Immigrants have been an important part of America’s story; the software industry is merely the latest chapter.
I am not an “alien” coming to rob you of your livelihood. I am just a happily married, middle-class woman in her thirties with the same hopes and dreams as you. I am an avid reader. I love to cook. On weekends, I hike in the Pacific Northwest with my husband. I have a great rapport with my coworkers and friends, and I cheer for the Seattle Seahawks. I can’t let a racist administration uproot me from this land of opportunity, this home that I chose.
How can you help? When uninformed people say “the immigrants are taking away your jobs,” use reason and facts to explain why they are wrong.

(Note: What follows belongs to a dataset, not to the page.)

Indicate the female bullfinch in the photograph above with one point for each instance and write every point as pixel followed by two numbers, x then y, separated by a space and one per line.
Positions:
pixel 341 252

Tell people about your immigrant friends and colleagues, people who add value to our society. Talk to your representatives about making changes to our current immigration policies that process green card applications without any country-of-origin bias.
But, most importantly, understand that the current administration’s xenophobic policies are causing immigrants — and, in fact, the whole world — to doubt the sincerity of the American ideals of justice, equality, and opportunity.
I sincerely believe the United States is the land of the free and the home of the brave. Don’t prove me wrong.